Python 获取数据帧的协方差返回值
我有这样一个数据帧:Python 获取数据帧的协方差返回值,python,pandas,numpy,Python,Pandas,Numpy,我有这样一个数据帧: YAU OTBL HLE 2009-03-08 nan nan nan 2009-03-09 1.59904743 1.66397210 1.67345829 2009-03-10 -0.37065629 -0.36541822 -0.36015840 2009-03-11 -0.41055669 0.60004777 0.00536958 def
YAU OTBL HLE
2009-03-08 nan nan nan
2009-03-09 1.59904743 1.66397210 1.67345829
2009-03-10 -0.37065629 -0.36541822 -0.36015840
2009-03-11 -0.41055669 0.60004777 0.00536958
def get_covariance_returns(returns):
return np.cov(returns.values, rowvar=False)
这是我的职责
def get_covariance_returns(returns):
return np.cov(returns.values)
returns参数是一个数据帧,用于返回每个股票代码和日期。
输出是一个二维数组,表示返回的协方差
当我运行代码时,我有:
AssertionError: Wrong shape for output returns_covariance.
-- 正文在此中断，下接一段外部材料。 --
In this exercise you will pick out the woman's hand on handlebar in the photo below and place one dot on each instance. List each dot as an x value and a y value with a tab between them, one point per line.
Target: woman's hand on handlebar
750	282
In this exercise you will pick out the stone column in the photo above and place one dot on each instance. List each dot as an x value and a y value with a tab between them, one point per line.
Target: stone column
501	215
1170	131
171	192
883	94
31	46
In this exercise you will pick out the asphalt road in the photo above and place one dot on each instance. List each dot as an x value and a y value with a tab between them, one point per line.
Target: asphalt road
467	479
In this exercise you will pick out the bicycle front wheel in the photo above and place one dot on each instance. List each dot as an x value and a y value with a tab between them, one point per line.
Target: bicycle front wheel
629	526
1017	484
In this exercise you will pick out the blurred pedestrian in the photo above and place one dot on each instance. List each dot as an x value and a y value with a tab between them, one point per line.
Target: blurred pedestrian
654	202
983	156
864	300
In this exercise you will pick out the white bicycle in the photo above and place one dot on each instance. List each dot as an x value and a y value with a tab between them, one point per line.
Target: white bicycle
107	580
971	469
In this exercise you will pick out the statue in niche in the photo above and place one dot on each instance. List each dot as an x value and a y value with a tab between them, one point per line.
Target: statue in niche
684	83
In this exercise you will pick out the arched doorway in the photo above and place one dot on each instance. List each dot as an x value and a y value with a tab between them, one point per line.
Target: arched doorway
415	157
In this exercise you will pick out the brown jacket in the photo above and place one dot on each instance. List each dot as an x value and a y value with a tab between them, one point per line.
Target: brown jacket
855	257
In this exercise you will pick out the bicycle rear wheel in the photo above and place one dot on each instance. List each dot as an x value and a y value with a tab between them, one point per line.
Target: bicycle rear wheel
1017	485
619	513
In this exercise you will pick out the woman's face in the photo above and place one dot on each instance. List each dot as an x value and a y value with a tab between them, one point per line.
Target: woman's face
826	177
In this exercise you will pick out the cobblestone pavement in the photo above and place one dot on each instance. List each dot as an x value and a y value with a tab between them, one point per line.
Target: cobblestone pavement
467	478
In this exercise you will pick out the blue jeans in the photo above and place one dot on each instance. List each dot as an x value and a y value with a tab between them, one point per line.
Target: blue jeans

Got (4, 4), expected (3, 3)
现在,我修改了我的函数如下:
YAU OTBL HLE
2009-03-08 nan nan nan
2009-03-09 1.59904743 1.66397210 1.67345829
2009-03-10 -0.37065629 -0.36541822 -0.36015840
2009-03-11 -0.41055669 0.60004777 0.00536958
def get_covariance_returns(returns):
return np.cov(returns.values, rowvar=False)
我的结果是:
OUTPUT returns_covariance:
[[ nan nan nan]
[ nan nan nan]
[ nan nan nan]]
请注意,预期输出为:
EXPECTED OUTPUT FOR returns_covariance:
[[ 0.89856076 0.7205586 0.8458721 ]
[ 0.7205586 0.78707297 0.76450378]
[ 0.8458721 0.76450378 0.83182775]]
我需要一个指南来了解我的实现出了什么问题。我正在用Python语言编程。如果您删除NaN
s:
>>> np.cov(df.dropna().values, rowvar=False)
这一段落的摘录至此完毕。